Say no. Hold out against him. “Well, okay,” said Annie.

She hung up and went back to the stranger. “Look,” she told him, “I’m not going to bother with the window frames now. Too many other things to do first.”

“Well, all right.” Smiling, he turned away. The pebbles reappeared. Annie could see them rising and falling above his head as he ambled down the walk, heading for the odd-looking vehicle parked in the driveway, a pickup truck with a wooden structure mounted on the back, a sort of gypsy caravan. A stovepipe stuck out of the roof.

Impulsively she called after him, “How much would you charge?”

A couple of bananas appeared from nowhere and soared into the air. He named a reasonable price.

Annie laughed loudly and made up her mind. “Well, I don’t see why not. When do you want to start?”

“Right now, if you’ve got the primer. The wood has to be primed first.”

“Well, I could go out and buy some.” Annie looked uncertainly at her car.

“I’ll wait.” He pulled a paper bag out of his pocket. “I’ll eat my lunch down the hill.”
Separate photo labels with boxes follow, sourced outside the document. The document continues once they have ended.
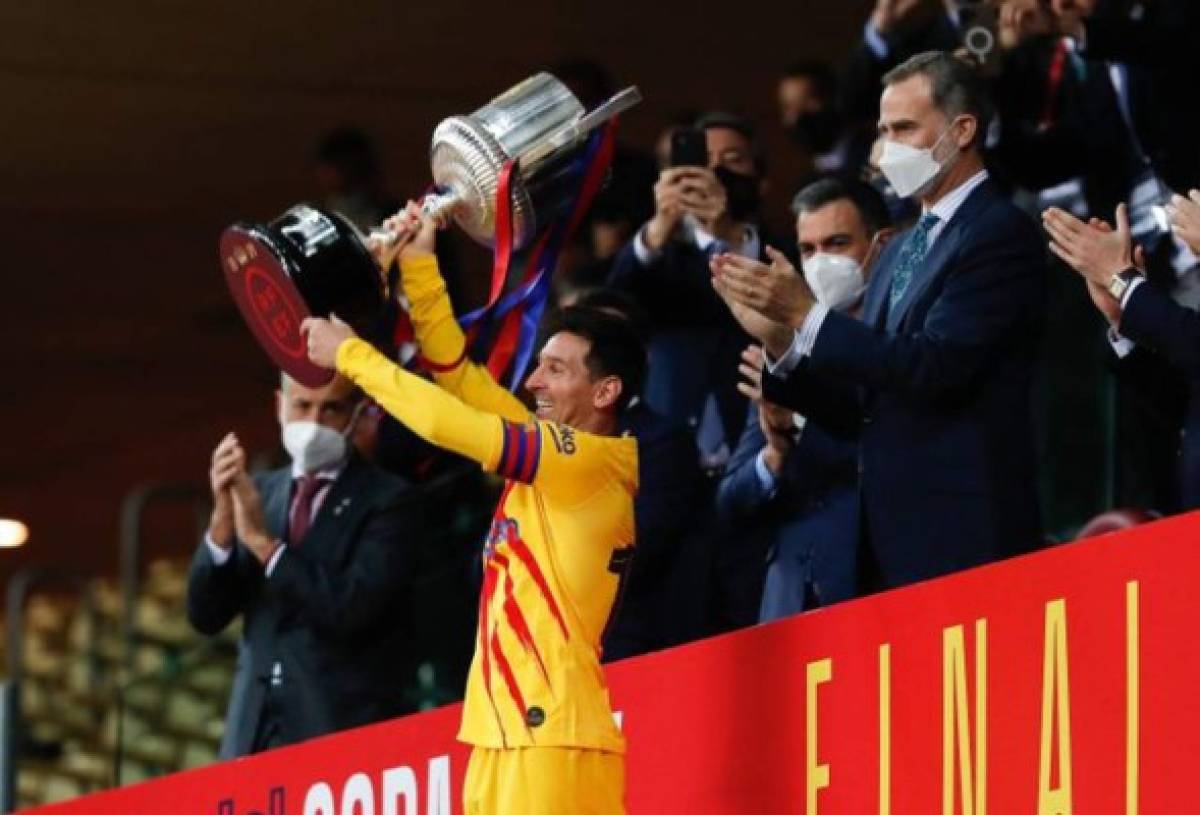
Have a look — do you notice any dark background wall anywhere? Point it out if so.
[0,0,870,580]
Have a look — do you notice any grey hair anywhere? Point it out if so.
[883,50,992,145]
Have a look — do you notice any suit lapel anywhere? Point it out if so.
[887,181,991,331]
[263,468,292,540]
[302,456,365,554]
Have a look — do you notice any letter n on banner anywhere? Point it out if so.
[942,619,988,815]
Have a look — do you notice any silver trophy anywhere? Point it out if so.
[221,73,642,386]
[371,73,642,248]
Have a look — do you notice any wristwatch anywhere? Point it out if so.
[1109,266,1141,301]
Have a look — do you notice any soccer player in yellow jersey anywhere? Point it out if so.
[304,205,646,815]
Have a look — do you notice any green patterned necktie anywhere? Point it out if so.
[889,212,941,308]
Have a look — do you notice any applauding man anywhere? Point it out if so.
[714,53,1045,591]
[1043,190,1200,509]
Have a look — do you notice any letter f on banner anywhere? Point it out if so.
[942,619,988,815]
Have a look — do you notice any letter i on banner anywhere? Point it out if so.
[942,619,988,815]
[880,642,892,815]
[804,659,833,815]
[1038,600,1073,815]
[1126,580,1141,815]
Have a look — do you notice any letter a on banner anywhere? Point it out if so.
[942,619,988,815]
[1038,600,1073,815]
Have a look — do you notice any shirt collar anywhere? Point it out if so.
[292,459,346,481]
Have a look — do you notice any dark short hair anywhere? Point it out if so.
[571,286,653,343]
[540,306,646,413]
[883,50,992,145]
[792,175,892,235]
[782,59,838,104]
[696,110,767,175]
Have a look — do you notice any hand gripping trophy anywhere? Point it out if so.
[220,73,641,388]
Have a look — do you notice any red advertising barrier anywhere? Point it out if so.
[21,514,1200,815]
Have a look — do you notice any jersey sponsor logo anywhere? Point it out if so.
[550,425,577,456]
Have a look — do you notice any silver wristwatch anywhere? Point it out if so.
[1109,266,1141,301]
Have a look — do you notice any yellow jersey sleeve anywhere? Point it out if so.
[337,337,637,507]
[496,421,637,507]
[400,254,529,421]
[337,337,504,469]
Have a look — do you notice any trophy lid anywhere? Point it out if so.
[220,204,383,388]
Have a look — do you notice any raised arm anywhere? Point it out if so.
[382,202,529,421]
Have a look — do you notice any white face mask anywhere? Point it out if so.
[804,252,866,311]
[880,127,959,198]
[283,421,346,474]
[282,402,362,474]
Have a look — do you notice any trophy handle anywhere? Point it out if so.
[521,85,642,167]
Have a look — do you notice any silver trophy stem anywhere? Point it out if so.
[367,190,462,246]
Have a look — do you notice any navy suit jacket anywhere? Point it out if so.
[604,401,704,661]
[187,457,421,759]
[716,404,858,622]
[607,230,791,450]
[1121,283,1200,509]
[763,182,1046,588]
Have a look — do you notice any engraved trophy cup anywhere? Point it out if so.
[220,73,641,386]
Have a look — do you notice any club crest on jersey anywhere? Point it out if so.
[484,517,521,562]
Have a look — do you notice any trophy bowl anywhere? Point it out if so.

“Fine.” Annie went back inside, closed the door, and hurried into her bedroom. She combed her hair and pulled a jacket over her shirt and jeans. Then she went around the house locking doors against the juggling stranger.

As she got into her car she could see him down the hill, sitting on the grass, which must still be damp from the gentle spring rain of yesterday. He was facing away from the house, eating his lunch.

He was a traveling mountebank. Who could tell what he might magic away, if he managed to get inside? The new stainless-steel sink, the beautiful new stove, the CD player?

With a flick of his clever fingers he might even—it was idiotic, but Annie couldn’t help glancing back over her shoulder at the north side of her house—he might even destroy her precious wall.



And so the prince was hired as the Imperial Swineherd.

Hans Christian Andersen, “The Swineherd”





Chapter 5



“Know then, my husband,” answered she, “we will lead them away, quite early in the morning, into the thickest part of the wood, and there make a fire, and give them each a little piece of bread.…”

The Brothers Grimm, “Hansel and Gretel”




It was moving day for the Gasts. Bob and Roberta scurried around their Cambridge apartment, labeling cardboard boxes, ordering Charlene and Eddy to pack up their toys. “For heaven’s sake, Charlene,” said her mother, “your poor dolls. Be more careful. They cost a fortune. Why don’t you wrap them in tissue paper?”